Experte zur Finanzkrise
„Das Leben in Köln wird teurer und die Leistungen werden schlechter“

4 min
Blick in den Ratssaal.

Blick in den Ratssaal.

Experte René Geißler spricht über die Finanzkrise, was die Bühnen-Sanierung damit zu tun hat und wo die Stadt es sich zu einfach macht. 

Herr Geißler, die Stadt Köln geht in den nächsten Jahren von jährlichen Verlusten von bis zu einer Milliarde Euro aus. Es sind riesige Summen, beginnend mit 811 Millionen Euro nächstes Jahr. Wie bewerten Sie das?

Bei Ausgaben von 7,15 Milliarden Euro entspricht das mehr als zehn Prozent.
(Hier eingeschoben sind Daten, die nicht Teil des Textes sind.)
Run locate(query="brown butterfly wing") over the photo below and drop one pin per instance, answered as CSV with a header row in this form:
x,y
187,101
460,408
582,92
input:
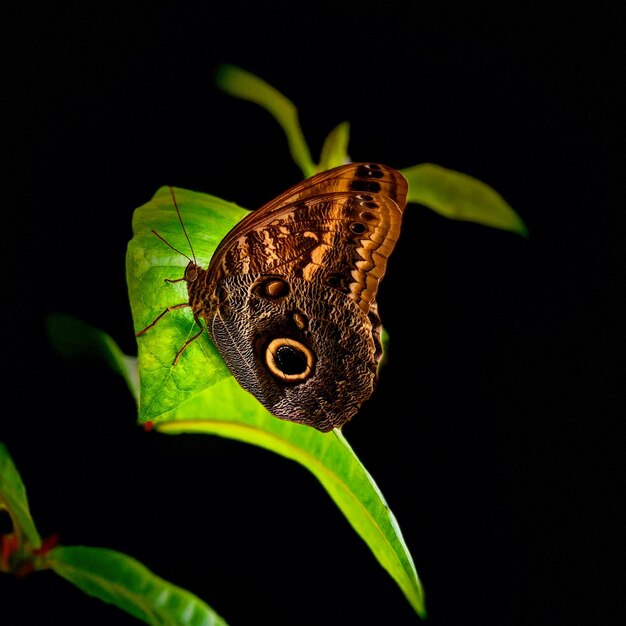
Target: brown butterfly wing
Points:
x,y
289,296
336,228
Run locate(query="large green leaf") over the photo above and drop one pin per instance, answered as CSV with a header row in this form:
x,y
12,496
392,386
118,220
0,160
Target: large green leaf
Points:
x,y
13,499
328,456
121,580
199,395
241,84
149,261
461,197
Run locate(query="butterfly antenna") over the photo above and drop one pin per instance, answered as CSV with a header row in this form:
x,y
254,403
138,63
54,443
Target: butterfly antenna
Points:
x,y
169,245
180,219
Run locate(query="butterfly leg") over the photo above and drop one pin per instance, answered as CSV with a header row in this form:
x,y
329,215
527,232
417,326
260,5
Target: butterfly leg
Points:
x,y
189,340
169,308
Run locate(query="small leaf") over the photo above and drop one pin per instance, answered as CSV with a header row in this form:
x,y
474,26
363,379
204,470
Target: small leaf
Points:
x,y
461,197
335,148
121,580
227,410
13,499
149,261
75,339
242,84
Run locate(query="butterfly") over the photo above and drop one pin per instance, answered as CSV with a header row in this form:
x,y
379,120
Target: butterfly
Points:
x,y
289,296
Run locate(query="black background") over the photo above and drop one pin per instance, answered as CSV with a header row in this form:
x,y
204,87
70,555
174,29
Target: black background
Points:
x,y
493,433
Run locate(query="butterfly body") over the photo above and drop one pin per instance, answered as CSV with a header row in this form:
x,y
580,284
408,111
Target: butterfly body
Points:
x,y
289,297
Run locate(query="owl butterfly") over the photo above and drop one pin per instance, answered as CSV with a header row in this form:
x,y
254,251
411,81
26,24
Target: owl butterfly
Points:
x,y
289,297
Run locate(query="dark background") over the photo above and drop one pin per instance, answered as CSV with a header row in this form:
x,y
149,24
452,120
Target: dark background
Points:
x,y
494,431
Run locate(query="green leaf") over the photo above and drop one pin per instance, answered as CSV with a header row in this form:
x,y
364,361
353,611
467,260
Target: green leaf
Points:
x,y
121,580
199,395
149,261
328,456
461,197
335,148
242,84
77,340
13,499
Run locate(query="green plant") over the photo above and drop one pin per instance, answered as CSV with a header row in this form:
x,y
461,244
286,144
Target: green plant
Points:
x,y
200,396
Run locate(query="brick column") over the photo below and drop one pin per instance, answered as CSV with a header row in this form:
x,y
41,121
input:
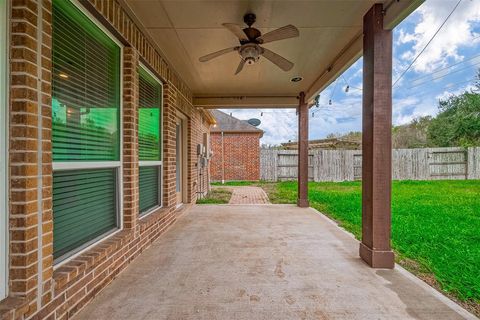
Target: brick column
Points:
x,y
302,200
30,156
130,138
377,141
169,146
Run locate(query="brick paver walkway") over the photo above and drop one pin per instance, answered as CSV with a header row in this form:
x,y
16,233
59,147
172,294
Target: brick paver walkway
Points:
x,y
248,195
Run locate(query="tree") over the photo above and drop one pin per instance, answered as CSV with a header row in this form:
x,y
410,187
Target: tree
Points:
x,y
458,123
412,135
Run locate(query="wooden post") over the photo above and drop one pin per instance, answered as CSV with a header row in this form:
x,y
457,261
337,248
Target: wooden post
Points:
x,y
377,141
302,200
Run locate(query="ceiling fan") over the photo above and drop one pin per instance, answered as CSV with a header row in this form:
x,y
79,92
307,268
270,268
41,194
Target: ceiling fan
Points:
x,y
250,41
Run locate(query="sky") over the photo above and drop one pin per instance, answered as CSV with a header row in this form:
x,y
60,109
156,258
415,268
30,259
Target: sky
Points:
x,y
447,66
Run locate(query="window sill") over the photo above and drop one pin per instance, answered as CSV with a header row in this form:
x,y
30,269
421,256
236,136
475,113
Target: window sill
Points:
x,y
13,308
82,264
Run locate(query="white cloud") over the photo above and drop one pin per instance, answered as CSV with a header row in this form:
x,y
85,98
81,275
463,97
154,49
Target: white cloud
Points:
x,y
280,125
456,33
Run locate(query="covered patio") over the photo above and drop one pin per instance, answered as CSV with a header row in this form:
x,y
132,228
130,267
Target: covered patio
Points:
x,y
319,41
263,262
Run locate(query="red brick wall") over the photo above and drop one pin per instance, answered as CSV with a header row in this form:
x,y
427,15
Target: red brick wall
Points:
x,y
36,290
241,156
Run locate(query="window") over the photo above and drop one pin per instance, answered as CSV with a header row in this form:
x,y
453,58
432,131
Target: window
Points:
x,y
85,131
3,151
149,141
Das ist ein erhebliches Haushaltsloch für jede Stadt. Und mit dem Blick auf die nächsten Jahre…

…die Stadt geht von Verlusten von insgesamt rund 4,3 Milliarden Euro bis 2031 aus.
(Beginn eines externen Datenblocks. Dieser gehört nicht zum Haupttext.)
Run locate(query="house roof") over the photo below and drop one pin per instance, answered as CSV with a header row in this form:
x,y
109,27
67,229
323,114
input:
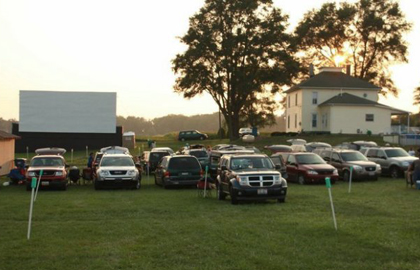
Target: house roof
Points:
x,y
334,80
6,136
346,99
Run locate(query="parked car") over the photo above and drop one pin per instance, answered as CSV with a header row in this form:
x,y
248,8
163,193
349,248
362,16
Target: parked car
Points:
x,y
155,157
279,148
305,168
117,170
394,161
356,145
343,160
181,170
215,156
277,159
310,147
53,166
249,177
201,155
245,131
191,135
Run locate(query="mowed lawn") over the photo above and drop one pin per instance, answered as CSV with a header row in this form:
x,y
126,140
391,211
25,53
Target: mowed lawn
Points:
x,y
153,228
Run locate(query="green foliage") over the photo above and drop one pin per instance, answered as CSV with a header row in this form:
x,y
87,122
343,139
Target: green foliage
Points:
x,y
239,53
153,228
369,33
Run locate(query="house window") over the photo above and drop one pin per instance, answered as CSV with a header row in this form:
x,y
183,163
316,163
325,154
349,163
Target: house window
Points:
x,y
370,118
314,98
314,120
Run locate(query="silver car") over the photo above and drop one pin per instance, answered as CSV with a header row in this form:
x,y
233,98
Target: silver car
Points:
x,y
117,170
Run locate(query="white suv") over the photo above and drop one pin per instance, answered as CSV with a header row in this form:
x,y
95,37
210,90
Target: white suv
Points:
x,y
117,170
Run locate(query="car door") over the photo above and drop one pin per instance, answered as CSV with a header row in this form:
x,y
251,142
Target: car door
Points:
x,y
292,168
159,172
337,162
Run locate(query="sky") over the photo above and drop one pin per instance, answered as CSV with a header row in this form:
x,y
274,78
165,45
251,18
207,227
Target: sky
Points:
x,y
126,46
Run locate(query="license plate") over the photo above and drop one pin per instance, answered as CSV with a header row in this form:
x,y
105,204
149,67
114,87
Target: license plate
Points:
x,y
262,191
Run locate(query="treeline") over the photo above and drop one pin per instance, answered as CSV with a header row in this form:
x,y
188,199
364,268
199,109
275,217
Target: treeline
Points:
x,y
175,123
168,124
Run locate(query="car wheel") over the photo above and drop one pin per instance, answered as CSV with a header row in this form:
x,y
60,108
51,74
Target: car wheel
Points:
x,y
137,185
301,180
395,172
220,194
346,176
233,198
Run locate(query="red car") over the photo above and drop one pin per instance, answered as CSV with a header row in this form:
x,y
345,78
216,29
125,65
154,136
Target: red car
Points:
x,y
53,167
305,168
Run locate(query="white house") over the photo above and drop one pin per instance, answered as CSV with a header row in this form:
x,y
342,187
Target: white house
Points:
x,y
335,102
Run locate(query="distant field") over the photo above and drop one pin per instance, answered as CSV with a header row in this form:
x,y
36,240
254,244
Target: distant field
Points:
x,y
153,228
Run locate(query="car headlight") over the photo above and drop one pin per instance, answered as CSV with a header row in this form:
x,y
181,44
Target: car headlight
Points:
x,y
357,168
312,172
131,173
242,180
104,173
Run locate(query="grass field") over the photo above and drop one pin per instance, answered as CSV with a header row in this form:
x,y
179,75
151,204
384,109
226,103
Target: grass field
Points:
x,y
152,228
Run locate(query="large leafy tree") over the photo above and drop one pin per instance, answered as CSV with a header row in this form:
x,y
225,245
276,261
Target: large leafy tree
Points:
x,y
238,52
369,34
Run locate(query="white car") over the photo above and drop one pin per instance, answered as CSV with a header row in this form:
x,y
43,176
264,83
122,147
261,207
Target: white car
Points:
x,y
245,131
117,170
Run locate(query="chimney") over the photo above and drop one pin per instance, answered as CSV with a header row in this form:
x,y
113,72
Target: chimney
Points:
x,y
348,70
311,70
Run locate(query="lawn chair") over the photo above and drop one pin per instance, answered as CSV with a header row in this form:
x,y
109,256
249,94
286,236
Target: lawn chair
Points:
x,y
205,189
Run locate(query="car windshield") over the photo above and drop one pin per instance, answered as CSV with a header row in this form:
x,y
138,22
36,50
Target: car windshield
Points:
x,y
309,159
47,162
199,154
398,152
353,156
157,156
117,161
184,163
243,163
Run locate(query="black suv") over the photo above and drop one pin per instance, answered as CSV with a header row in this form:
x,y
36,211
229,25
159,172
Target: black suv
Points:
x,y
191,135
249,177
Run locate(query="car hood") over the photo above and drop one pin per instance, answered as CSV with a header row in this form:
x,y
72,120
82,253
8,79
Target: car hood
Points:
x,y
317,167
118,168
409,159
362,163
44,168
259,172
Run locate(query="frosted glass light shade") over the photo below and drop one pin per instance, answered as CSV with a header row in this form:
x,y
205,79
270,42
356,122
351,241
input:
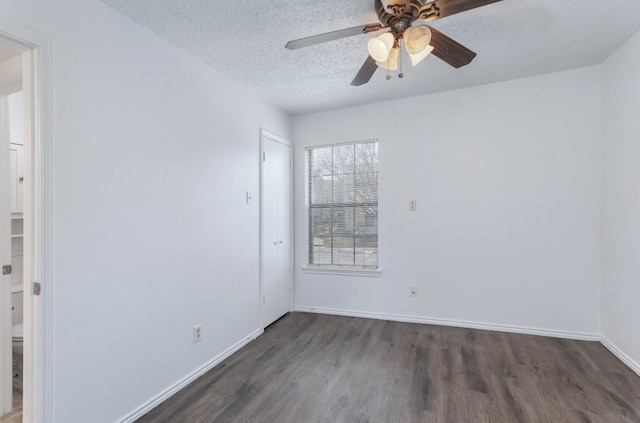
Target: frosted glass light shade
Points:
x,y
417,38
392,61
417,58
380,47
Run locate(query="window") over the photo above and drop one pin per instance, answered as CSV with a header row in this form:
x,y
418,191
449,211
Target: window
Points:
x,y
343,205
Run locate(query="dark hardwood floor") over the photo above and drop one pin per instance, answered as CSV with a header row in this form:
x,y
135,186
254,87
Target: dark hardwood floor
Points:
x,y
319,368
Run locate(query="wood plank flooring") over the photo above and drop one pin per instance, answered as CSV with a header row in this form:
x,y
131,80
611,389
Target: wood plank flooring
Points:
x,y
15,416
319,368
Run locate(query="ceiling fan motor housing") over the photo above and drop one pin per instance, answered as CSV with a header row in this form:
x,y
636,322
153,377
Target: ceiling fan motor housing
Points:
x,y
398,15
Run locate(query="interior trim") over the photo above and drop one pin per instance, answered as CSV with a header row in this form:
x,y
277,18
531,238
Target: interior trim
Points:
x,y
631,363
581,336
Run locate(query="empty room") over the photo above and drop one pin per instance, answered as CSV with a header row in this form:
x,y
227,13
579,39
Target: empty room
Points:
x,y
363,211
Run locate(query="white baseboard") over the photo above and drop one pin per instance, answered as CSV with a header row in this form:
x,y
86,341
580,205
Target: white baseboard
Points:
x,y
153,403
631,363
454,323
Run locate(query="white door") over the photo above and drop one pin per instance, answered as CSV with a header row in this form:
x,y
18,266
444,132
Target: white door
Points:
x,y
277,281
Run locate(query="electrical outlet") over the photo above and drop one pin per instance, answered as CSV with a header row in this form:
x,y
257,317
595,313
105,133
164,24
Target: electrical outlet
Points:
x,y
413,291
197,333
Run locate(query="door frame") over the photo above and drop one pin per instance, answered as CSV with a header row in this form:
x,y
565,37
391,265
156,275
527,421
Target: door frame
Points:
x,y
264,135
38,221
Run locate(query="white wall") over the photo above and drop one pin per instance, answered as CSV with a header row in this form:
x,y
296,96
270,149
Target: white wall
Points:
x,y
506,178
621,200
153,154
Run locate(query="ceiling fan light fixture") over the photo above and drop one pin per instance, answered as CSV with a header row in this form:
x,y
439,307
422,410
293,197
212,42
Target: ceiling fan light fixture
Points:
x,y
417,58
417,38
380,47
391,63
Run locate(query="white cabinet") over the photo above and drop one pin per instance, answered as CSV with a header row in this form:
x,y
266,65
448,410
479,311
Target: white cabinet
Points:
x,y
16,178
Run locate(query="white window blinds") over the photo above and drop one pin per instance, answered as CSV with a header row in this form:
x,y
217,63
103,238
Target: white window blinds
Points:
x,y
343,205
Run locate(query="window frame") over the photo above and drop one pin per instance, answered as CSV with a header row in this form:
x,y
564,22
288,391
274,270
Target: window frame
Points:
x,y
336,269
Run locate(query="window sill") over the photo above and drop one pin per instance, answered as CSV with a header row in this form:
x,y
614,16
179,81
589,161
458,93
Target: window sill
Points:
x,y
345,271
In Summe kann man schon von einer dramatischen Haushaltslage sprechen. Auch weil die Verschuldung in Folge dessen nach oben geht mit den Folgeproblemen wie höheren Ausgaben für Zinsen.

René Geißler, 48, ist Professor für öffentliche Wirtschaft und Verwaltung an der Technischen Hochschule Wildau. Er promovierte zur Haushaltskonsolidierung in Kommunen und lehrt die Grundlagen der öffentlichen Finanzwirtschaft.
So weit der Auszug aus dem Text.